Step A: follow PyAlgoTrade doc on GenericBarFeed class
On this link see the addBarsFromCSV() in CSV section of the BarFeed class in v0.16
On this link see the addBarsFromCSV() in CSV section of the BarFeed class in v0.17
Note
- The CSV file must have the column names in the first row.
- It is ok if the Adj Close column is empty.
- When working with multiple instruments:
--- If all the instruments loaded are in the same timezone, then the timezone parameter may not be specified.
--- If any of the instruments loaded are in different timezones, then the timezone parameter should be set.
addBarsFromCSV( instrument, path, timezone = None )
Loads bars for a given instrument from a CSV formatted file. The instrument gets registered in the bar feed.
Parameters:
(string) instrument – Instrument identifier.
(string) path – The path to the CSV file.
(pytz) timezone – The timezone to use to localize bars.Check pyalgotrade.marketsession.
Next:
A BarFeed loads bars from CSV files that have the following format:
Date Time, Open, High, Low, Close, Volume, Adj Close
2013-01-01 13:59:00,13.51001,13.56,13.51,13.56789,273.88014126,13.51001
Step B: implement a documented CSV-file pre-formatting
Your CSV data will need a bit of sanity ( before will be able to be used in PyAlgoTrade methods ),however it is doable and you can create an easy transformator either by hand or with a use of a powerful numpy.genfromtxt() lambda-based converters facilities.
This sample code is intended for an illustration purpose, to see immediately the powers of converters for your own transformations, as CSV-structure differs.
with open( getCsvFileNAME( ... ), "r" ) as aFH:
numpy.genfromtxt( aFH,
skip_header = 1, # Ref. pyalgotrade
delimiter = ",",
# v v v v v v
# 2011.08.30,12:00,1791.20,1792.60,1787.60,1789.60,835
# 2011.08.30,13:00,1789.70,1794.30,1788.70,1792.60,550
# 2011.08.30,14:00,1792.70,1816.70,1790.20,1812.10,1222
# 2011.08.30,15:00,1812.20,1831.50,1811.90,1824.70,2373
# 2011.08.30,16:00,1824.80,1828.10,1813.70,1817.90,2215
converters = { 0: lambda aString: mPlotDATEs.date2num( datetime.datetime.strptime( aString, "%Y.%m.%d" ) ), #_______________________________________asFloat ( 1.0, +++ )
1: lambda aString: ( ( int( aString[0:2] ) * 60 + int( aString[3:] ) ) / 60. / 24. ) # ( 15*60 + 00 ) / 60. / 24.__asFloat < 0.0, 1.0 )
# HH: :MM HH MM
}
)
You can use pyalgotrade.barfeed.addBarsFromSequence with list comprehension to feed in data from CSV row by row/bar by bar. Basically you create a bar from each row, pass OHLCV as init parameters and extra columns with additional data in a dictionary.
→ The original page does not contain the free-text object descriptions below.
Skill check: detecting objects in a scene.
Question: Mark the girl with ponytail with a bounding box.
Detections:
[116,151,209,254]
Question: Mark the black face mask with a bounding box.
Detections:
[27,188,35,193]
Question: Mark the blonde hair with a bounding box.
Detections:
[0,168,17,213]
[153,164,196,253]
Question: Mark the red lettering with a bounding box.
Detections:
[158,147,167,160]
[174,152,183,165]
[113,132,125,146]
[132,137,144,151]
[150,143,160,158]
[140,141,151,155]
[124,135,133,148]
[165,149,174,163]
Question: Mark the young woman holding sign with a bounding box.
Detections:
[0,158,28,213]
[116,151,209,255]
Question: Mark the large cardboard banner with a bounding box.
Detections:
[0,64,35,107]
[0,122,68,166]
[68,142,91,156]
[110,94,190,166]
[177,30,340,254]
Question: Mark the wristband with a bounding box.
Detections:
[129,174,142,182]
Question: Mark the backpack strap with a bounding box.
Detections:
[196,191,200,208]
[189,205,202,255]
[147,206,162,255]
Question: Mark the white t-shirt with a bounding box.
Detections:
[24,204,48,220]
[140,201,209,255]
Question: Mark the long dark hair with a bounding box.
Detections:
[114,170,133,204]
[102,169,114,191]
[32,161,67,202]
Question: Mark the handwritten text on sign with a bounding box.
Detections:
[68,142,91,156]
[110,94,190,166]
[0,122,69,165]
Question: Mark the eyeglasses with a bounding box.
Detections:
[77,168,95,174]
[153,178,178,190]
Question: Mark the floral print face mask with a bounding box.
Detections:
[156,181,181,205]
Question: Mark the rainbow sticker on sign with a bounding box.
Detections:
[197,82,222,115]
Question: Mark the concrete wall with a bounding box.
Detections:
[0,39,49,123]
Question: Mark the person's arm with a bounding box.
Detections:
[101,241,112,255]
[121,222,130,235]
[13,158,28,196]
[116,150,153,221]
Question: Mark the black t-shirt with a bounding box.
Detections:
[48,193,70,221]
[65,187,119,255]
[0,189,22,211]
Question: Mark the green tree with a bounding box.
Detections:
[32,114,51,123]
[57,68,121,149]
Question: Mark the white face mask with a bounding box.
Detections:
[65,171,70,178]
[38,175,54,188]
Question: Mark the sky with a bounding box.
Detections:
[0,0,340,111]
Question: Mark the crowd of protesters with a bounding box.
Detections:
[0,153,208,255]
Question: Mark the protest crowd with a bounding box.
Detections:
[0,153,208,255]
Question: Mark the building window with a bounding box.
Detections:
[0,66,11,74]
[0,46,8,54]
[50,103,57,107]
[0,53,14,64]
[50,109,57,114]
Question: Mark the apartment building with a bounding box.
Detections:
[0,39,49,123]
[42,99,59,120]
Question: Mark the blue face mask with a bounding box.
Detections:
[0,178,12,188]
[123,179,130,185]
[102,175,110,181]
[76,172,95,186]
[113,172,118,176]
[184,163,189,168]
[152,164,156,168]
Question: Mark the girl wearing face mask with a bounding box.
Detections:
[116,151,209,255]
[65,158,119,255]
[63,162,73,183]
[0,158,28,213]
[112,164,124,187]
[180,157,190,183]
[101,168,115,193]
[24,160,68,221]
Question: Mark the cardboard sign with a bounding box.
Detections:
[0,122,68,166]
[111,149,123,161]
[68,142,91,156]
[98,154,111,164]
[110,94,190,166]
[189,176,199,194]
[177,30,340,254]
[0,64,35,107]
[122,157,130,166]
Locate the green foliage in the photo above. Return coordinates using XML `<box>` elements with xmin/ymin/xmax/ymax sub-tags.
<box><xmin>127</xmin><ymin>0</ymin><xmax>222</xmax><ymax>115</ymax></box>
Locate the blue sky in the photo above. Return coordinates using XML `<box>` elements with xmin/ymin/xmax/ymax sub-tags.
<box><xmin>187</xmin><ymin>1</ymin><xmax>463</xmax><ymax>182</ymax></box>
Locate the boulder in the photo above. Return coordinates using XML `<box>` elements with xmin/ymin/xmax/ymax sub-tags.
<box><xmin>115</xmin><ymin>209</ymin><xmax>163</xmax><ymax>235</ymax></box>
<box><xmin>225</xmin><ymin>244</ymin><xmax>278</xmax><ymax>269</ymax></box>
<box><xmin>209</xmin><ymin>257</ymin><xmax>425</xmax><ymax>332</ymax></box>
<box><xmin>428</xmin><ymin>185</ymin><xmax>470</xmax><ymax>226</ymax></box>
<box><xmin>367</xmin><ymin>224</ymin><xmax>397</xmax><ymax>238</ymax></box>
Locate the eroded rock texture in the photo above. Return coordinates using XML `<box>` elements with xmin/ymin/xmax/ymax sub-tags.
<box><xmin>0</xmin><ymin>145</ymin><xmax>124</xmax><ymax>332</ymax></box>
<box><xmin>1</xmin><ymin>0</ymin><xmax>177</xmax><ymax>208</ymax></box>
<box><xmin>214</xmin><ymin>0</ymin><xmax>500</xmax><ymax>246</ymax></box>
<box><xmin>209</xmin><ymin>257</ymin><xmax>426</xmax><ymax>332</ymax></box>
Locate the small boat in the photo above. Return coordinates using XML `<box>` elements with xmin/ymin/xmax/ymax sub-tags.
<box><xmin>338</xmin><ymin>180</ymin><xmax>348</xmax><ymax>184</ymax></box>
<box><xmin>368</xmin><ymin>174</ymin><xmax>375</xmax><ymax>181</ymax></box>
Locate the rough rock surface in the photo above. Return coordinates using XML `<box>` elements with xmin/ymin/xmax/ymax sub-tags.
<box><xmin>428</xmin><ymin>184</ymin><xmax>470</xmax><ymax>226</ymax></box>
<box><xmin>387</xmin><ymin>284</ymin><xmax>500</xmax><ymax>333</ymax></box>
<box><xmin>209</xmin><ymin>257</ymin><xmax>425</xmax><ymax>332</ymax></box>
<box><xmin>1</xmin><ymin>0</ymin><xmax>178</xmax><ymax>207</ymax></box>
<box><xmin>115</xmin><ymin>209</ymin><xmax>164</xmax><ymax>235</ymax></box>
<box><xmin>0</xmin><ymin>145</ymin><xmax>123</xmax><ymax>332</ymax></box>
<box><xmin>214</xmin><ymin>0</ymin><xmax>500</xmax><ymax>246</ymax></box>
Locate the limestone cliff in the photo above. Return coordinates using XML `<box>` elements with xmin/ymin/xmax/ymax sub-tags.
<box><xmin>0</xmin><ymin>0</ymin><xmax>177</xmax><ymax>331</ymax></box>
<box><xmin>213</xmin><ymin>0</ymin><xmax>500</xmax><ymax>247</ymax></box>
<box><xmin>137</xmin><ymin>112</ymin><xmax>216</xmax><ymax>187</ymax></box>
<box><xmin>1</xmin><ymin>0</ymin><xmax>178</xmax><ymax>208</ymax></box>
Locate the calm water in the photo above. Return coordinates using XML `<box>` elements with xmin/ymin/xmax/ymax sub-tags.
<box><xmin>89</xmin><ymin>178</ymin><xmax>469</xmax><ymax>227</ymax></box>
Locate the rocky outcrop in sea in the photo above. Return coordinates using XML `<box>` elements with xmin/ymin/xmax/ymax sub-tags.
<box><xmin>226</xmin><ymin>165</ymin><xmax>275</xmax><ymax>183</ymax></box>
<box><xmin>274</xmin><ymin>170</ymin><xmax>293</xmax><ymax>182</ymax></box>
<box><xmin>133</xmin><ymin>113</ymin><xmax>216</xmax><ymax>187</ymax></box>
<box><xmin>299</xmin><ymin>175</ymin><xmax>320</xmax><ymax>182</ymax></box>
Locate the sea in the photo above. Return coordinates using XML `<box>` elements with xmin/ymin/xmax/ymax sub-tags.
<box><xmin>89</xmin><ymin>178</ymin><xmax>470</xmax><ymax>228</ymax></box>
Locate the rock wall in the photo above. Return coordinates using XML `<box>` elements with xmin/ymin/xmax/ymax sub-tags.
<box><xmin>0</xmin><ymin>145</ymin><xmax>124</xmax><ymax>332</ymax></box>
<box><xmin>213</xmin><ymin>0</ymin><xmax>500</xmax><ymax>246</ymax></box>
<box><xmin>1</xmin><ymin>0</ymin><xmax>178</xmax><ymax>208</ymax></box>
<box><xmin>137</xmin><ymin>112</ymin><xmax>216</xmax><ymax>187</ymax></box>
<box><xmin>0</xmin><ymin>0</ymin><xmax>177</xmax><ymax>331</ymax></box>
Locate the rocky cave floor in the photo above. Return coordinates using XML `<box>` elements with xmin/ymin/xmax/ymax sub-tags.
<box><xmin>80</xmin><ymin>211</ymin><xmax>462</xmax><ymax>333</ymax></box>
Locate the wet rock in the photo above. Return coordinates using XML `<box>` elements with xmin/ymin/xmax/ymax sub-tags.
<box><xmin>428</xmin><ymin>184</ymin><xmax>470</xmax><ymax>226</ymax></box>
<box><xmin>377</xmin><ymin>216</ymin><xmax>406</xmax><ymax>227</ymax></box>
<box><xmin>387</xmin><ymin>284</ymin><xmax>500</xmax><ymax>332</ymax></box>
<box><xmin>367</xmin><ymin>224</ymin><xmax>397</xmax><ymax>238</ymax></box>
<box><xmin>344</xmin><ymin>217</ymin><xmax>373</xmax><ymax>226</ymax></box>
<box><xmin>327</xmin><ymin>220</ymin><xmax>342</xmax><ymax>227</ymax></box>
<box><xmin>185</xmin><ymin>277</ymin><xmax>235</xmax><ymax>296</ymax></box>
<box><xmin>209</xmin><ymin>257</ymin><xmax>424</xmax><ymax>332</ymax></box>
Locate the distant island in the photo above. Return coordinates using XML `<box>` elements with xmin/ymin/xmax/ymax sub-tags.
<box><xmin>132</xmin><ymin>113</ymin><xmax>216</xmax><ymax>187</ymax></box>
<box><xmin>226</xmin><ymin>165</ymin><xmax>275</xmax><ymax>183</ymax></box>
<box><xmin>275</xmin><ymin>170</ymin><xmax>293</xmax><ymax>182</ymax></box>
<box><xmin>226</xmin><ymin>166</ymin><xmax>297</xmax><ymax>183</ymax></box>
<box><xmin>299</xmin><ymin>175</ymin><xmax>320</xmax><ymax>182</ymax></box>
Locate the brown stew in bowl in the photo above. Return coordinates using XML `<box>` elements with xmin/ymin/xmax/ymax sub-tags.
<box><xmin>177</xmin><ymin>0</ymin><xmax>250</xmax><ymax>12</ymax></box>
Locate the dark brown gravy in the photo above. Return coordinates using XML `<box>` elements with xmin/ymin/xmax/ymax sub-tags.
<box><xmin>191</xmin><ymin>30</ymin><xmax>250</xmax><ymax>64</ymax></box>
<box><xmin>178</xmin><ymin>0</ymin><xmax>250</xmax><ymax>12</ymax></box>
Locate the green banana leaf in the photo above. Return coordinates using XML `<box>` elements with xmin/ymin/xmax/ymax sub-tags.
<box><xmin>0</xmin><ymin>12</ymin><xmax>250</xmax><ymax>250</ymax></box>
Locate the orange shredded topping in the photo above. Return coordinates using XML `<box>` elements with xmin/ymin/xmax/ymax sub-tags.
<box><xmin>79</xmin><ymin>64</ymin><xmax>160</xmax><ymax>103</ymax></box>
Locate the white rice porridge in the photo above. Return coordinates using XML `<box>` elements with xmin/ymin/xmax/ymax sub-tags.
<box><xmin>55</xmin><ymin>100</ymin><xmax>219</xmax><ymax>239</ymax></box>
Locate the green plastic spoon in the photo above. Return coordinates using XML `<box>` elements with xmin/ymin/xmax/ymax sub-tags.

You can try something like this (with all the required imports):
data = pd.DataFrame(index=pd.date_range(start='2021-11-01', end='2021-11-05'), columns=['Open', 'High', 'Low', 'Close', 'Adj Close', 'Volume', 'ExtraCol1', 'ExtraCol3', 'ExtraCol4', 'ExtraCol5'], data=np.random.rand(5, 10))
feed = yahoofeed.Feed()
feed.addBarsFromSequence('instrumentID', data.index.map(lambda i:
BasicBar(
i,
data.loc[i, 'Open'],
data.loc[i, 'High'],
data.loc[i, 'Low'],
data.loc[i, 'Close'],
data.loc[i, 'Volume'],
data.loc[i, 'Adj Close'],
Frequency.DAY,
data.loc[i, 'ExtraCol1':].to_dict())
).values)
The input data frame was created with random values to make this example easier to reproduce, but the part where the bars are added to the feed should work the same for data frames from CSVs given that the valid column names are used.